Acute myeloid leukemia (AML) is the second most common leukemia diagnosed in children. It is hard to treat and can be fatal in some cases. While there have been some recent successes with genetically targeted therapies for adults, AML has different genetic features in children, and care has been slow to advance.
“The state of care for children with AML is very similar to what it’s been over the last many decades,” says Kimberly Stegmaier, MD, co-director of the Hematologic Malignancy Program at the Dana-Farber/Boston Children’s Cancer and Blood Disorders Center. “For newly diagnosed children, the standard is cytotoxic chemotherapy, using combinations of old drugs, and, for some children, a stem cell transplant.”
Researchers are starting to test a few targeted therapies in children, such as venetoclax, used in adults with AML, and SNDX-5613, a drug now in clinical trials for children with rearrangements of the mixed lineage leukemia (MLL) gene.
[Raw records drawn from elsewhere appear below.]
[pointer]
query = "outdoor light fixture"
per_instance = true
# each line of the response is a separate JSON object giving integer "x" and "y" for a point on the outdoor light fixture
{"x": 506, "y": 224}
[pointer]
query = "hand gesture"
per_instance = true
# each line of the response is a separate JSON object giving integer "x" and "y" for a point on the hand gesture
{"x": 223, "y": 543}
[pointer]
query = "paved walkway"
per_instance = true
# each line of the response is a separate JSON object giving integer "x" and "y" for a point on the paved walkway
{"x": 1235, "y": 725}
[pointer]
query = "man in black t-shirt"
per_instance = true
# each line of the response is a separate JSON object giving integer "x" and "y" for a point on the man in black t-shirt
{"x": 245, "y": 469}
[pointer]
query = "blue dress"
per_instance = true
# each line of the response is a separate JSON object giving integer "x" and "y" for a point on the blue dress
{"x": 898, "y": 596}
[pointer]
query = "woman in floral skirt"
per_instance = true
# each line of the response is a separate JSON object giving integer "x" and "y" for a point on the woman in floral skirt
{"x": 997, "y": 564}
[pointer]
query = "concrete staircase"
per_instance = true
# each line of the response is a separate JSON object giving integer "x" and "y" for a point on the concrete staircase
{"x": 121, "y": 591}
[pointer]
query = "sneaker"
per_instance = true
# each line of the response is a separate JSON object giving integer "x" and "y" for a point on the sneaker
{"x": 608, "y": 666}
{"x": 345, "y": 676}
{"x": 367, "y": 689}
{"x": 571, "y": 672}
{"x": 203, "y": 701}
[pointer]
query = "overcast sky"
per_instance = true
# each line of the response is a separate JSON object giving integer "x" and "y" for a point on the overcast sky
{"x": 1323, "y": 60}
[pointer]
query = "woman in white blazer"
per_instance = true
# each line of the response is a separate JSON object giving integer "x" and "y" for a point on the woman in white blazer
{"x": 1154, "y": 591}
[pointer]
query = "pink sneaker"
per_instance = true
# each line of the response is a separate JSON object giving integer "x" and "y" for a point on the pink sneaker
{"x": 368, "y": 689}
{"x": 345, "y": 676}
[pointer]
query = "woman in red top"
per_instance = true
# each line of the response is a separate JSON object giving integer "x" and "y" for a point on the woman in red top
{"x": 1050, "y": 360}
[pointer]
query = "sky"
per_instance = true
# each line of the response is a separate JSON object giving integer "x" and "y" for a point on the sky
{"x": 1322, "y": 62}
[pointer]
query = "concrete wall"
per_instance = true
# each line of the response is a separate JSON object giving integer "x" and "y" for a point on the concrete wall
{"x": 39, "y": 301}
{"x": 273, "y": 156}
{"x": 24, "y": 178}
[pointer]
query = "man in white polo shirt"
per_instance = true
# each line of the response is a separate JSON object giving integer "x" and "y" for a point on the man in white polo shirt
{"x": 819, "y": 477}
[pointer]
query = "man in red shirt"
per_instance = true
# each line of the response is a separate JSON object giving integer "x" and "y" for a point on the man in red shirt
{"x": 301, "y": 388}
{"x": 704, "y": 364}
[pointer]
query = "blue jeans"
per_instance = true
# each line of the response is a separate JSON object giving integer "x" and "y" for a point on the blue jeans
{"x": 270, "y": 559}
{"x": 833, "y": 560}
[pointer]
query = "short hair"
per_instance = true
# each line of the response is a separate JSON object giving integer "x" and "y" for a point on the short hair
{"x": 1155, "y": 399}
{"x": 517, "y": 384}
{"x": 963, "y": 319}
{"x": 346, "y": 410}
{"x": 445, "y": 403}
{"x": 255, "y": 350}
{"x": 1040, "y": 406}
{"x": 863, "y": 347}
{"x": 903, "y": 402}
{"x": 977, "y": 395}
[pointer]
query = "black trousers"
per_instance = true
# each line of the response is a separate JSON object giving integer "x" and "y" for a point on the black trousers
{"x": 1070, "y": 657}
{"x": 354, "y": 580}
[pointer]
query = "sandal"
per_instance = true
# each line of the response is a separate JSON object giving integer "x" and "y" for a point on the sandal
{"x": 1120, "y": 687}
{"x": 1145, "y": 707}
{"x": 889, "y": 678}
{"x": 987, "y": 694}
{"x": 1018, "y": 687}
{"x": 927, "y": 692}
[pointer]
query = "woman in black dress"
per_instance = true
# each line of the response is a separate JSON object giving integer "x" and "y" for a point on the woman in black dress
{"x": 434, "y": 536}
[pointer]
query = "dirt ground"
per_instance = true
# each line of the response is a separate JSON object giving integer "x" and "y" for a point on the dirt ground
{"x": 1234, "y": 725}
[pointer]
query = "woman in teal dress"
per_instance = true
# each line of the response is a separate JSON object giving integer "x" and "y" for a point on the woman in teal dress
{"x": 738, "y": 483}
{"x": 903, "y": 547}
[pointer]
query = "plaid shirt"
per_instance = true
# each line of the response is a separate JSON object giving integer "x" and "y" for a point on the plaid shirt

But not all children with AML are alike, and more treatment options are needed.
Prioritizing AML ‘dependencies’
Stegmaier and her collaborators at the Broad Institute of Harvard and MIT have devised a systematic screening system to hunt for potential new disease targets in AML. Using CRISPR gene editing, it deletes genes in cancer cells one by one, looking for genes the cancer needs for everyday survival. If the cells die or stop growing, that’s a sign the gene could be one to target to curb the cancer.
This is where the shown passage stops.